Computer Science and Artificial Intelligence Laboratory, Massachusetts Institute of Technology, Cambridge, Massachusetts 02139, USA.
J Chem Inf Model. 2010 May 24;50(5):716-31. doi: 10.1021/ci9003865.
With chemical libraries increasingly containing millions of compounds or more, there is a fast-growing need for computational methods that can rank or prioritize compounds for screening. Machine learning methods have shown considerable promise for this task; indeed, classification methods such as support vector machines (SVMs), together with their variants, have been used in virtual screening to distinguish active compounds from inactive ones, while regression methods such as partial least-squares (PLS) and support vector regression (SVR) have been used in quantitative structure-activity relationship (QSAR) analysis for predicting biological activities of compounds. Recently, a new class of machine learning methods - namely, ranking methods, which are designed to directly optimize ranking performance - have been developed for ranking tasks such as web search that arise in information retrieval (IR) and other applications. Here we report the application of these new ranking methods in machine learning to the task of ranking chemical structures. Our experiments show that the new ranking methods give better ranking performance than both classification based methods in virtual screening and regression methods in QSAR analysis. We also make some interesting connections between ranking performance measures used in cheminformatics and those used in IR studies.

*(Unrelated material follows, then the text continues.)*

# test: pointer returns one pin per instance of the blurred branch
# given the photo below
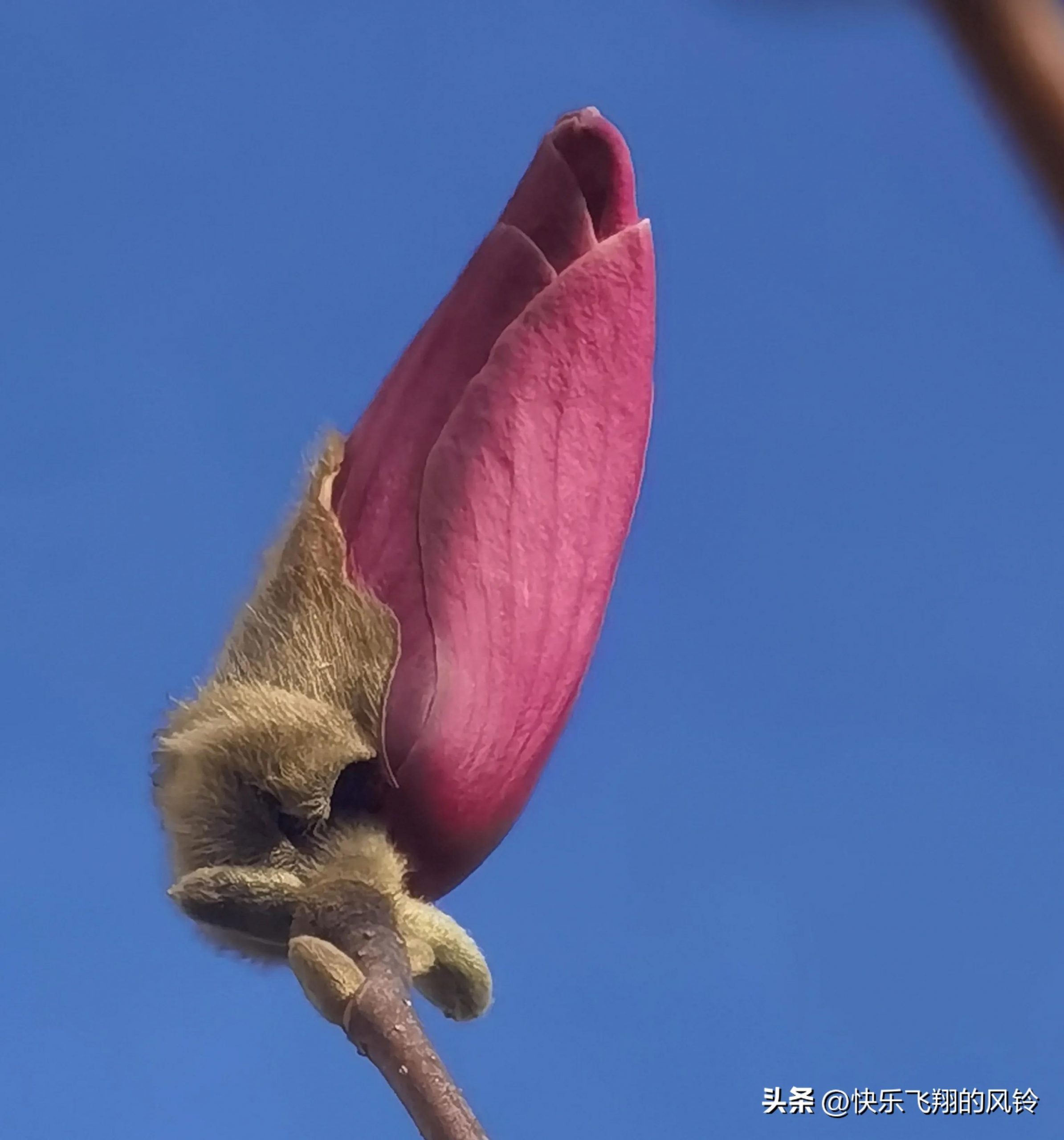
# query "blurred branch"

随着化学库中化合物的数量越来越多,达到数百万甚至更多,因此对于能够对化合物进行排序或优先级划分以便进行筛选的计算方法的需求也在快速增长。机器学习方法在这项任务中显示出了相当大的前景;事实上,分类方法,如支持向量机(SVM)及其变体,已被用于虚拟筛选,以区分活性化合物和非活性化合物,而回归方法,如偏最小二乘(PLS)和支持向量回归(SVR),已被用于定量构效关系(QSAR)分析,以预测化合物的生物活性。最近,一类新的机器学习方法——即排序方法,旨在直接优化排序性能——已经被开发出来,用于解决信息检索(IR)和其他应用中出现的网络搜索等排序任务。在这里,我们报告了这些新的排序方法在机器学习中应用于化学结构排序任务的情况。我们的实验表明,这些新的排序方法在虚拟筛选中的分类方法和 QSAR 分析中的回归方法的排序性能都要好。我们还在化学信息学中使用的排序性能度量和 IR 研究中使用的排序性能度量之间建立了一些有趣的联系。